Geilenkirchen: Schüleraustausch: Viele Interessen zwischen Honig und Tanz

Geilenkirchen: Schüleraustausch: Viele Interessen zwischen Honig und Tanz

Aus einer Vielzahl von Schüleraustauschen haben sich schon etliche nachhaltige Freundschaften über Landesgrenzen hinweg entwickelt. Besonders der deutsch-französischen Freundschaft wird eine große Bedeutung beigemessen.

Auch in Geilenkirchen, wenn im nächsten Jahr 50-jähriges Partnerschaftsjubiläum mit dem bretonischen Quimperlé gefeiert wird. Das Bischöfliche Gymnasium St. Ursula fördert mit zahlreichen eigenen Maßnahmen und Projekten sehr intensiv den Austausch zwischen deutschen und französischen Schülern. Erst vor wenigen Monaten war eine Klasse der Partnerschule, dem Collège Saint-Joseph aus Voiron in den französischen Alpen, zu Gast.

Berlin und Schwarzwald bekannt

Aber auch im Verborgenen und ohne großes Aufsehen finden gegenseitige Begegnungen statt. So nehmen derzeit Delphine Proux (15) aus Paris und Marion Hallé (16) aus Grenoble bis zu den Sommerferien am Unterricht des Gymnasiums teil. Beide sind über das französische Austauschprogramm „Brigitte Souzay“ vermittelt worden.

Delphine und Marion sind eigentlich den Großstadttrubel gewohnt, und nun lernen sie im äußersten Westen Deutschlands das für sie recht beschauliche Land­leben kennen.

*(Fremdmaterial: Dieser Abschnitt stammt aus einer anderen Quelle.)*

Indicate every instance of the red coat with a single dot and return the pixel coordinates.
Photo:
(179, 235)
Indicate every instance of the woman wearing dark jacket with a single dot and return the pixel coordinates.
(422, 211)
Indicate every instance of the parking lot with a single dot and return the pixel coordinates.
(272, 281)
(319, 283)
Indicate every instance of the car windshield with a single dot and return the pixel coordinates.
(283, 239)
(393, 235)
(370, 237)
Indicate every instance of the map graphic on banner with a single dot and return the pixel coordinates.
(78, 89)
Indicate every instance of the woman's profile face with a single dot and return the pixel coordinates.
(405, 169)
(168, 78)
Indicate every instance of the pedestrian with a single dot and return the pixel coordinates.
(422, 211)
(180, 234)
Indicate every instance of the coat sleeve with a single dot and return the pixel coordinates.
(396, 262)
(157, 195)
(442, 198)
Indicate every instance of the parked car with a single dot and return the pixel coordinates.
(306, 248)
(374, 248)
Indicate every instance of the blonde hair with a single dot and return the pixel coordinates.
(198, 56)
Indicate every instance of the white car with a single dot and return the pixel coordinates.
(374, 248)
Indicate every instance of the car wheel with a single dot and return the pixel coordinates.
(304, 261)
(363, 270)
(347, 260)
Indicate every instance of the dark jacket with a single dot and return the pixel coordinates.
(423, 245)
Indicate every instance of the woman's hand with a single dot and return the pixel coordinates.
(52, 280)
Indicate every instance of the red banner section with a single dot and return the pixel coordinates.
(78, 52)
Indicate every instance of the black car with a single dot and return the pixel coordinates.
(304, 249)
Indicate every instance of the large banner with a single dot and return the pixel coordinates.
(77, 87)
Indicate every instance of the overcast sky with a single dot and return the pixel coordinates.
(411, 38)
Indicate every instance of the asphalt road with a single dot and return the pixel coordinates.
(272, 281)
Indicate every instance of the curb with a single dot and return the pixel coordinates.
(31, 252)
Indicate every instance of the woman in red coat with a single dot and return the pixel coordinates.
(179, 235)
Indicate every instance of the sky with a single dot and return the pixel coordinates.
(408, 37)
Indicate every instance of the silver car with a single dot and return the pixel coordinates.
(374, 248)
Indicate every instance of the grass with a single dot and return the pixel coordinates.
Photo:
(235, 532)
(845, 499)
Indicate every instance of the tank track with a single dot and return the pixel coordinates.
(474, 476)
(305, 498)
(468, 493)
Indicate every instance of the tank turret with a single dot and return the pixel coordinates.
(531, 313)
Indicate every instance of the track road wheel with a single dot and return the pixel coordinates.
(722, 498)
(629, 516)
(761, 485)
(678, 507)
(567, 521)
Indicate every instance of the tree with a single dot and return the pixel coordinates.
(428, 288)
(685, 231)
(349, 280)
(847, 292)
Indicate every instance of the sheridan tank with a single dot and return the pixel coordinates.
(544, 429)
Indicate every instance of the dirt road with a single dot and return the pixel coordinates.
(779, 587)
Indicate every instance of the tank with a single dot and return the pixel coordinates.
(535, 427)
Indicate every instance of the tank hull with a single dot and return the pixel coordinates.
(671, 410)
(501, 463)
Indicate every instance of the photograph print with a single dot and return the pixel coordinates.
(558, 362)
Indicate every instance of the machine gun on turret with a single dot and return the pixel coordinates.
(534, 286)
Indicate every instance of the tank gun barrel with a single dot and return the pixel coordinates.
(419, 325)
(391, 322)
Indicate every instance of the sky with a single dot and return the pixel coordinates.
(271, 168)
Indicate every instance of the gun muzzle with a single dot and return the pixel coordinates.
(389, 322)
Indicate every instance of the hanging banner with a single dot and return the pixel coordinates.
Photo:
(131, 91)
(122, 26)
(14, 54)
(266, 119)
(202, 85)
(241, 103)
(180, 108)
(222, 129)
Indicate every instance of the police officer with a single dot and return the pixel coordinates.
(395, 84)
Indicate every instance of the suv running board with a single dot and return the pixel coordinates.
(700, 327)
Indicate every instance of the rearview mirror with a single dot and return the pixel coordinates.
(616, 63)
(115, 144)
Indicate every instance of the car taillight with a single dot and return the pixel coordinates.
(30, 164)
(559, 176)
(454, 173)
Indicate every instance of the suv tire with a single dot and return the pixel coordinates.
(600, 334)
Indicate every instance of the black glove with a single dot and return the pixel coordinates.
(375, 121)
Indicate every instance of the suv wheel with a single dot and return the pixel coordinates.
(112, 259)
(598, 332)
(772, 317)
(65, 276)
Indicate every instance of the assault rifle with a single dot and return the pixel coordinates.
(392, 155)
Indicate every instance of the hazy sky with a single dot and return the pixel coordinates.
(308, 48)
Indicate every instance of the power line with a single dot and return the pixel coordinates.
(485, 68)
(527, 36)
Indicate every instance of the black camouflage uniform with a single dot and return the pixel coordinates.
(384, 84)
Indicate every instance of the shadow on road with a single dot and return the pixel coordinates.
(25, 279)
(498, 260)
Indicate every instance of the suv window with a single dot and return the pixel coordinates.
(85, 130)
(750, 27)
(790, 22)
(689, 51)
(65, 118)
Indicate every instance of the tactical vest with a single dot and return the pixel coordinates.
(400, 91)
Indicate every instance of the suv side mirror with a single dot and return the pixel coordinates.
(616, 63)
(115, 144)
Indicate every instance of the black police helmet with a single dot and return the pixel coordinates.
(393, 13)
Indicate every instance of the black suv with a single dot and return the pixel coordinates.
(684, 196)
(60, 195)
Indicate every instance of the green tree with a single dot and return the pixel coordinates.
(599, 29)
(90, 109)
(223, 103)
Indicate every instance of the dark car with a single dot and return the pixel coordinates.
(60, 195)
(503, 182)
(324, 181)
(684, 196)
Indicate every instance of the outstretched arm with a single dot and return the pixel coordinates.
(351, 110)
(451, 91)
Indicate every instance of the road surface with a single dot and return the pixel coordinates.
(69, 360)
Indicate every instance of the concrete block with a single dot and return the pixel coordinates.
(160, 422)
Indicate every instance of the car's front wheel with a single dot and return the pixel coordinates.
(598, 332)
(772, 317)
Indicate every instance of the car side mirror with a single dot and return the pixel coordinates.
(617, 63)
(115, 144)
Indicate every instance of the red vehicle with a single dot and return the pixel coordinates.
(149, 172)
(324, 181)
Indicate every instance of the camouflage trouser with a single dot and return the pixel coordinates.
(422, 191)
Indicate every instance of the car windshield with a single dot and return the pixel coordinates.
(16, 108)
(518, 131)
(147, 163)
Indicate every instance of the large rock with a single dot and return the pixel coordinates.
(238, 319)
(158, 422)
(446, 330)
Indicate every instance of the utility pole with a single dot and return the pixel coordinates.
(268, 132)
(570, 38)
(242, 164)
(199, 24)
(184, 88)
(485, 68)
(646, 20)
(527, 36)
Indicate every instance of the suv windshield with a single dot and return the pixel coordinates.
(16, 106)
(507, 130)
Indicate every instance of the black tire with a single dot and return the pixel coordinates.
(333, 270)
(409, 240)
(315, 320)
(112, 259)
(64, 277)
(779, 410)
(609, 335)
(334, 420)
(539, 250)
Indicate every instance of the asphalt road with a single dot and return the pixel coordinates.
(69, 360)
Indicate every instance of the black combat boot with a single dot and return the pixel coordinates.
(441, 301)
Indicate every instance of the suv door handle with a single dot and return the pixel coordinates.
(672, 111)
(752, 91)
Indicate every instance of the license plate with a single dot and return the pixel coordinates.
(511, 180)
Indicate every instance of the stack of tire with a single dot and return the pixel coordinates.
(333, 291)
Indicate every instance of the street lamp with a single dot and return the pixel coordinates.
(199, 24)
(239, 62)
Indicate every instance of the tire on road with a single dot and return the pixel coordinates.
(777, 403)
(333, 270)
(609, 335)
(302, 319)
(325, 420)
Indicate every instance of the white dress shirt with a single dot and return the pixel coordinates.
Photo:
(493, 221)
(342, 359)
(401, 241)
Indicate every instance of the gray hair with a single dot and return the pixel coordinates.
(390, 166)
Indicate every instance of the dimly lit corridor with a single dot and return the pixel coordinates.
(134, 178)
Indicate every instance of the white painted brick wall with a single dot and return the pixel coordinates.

Daran haben sie sich zwischenzeitlich gewöhnt, denn ihre Kontaktschülerinnen aus der 9 d und 9 e haben den Französinnen bei der Umstellung geholfen.

Marion Hallé hat bei Maren Lowis in Tüddern ein vorübergehendes Zuhause gefunden, und Delphine Proux hat sich mit der ordentlich dampfenden Selfkantbahn angefreundet, denn sie wohnt bei Nele Rademacher in Schierwaldenrath.

Marion ist nicht zum ersten Mal in Deutschland, und Delphine hat bereits einen Austausch in Berlin absolviert und einen Urlaub im Schwarzwald erlebt. „Wir wollen die Sprache intensivieren und Land und Leute kennenlernen“, sagen die beiden jungen Damen. Schon bei den Schulen in beiden Ländern gibt es Unterschiede, die den Französinnen aufgefallen sind. „Der Unterrichtstag in Deutschland ist kürzer als in Frankreich“, hat Marion festgestellt. „In Frankreich haben wir keinen Musik-, Politik- und Religionsunterricht“, nennt Delphine ein weiteres Kriterium.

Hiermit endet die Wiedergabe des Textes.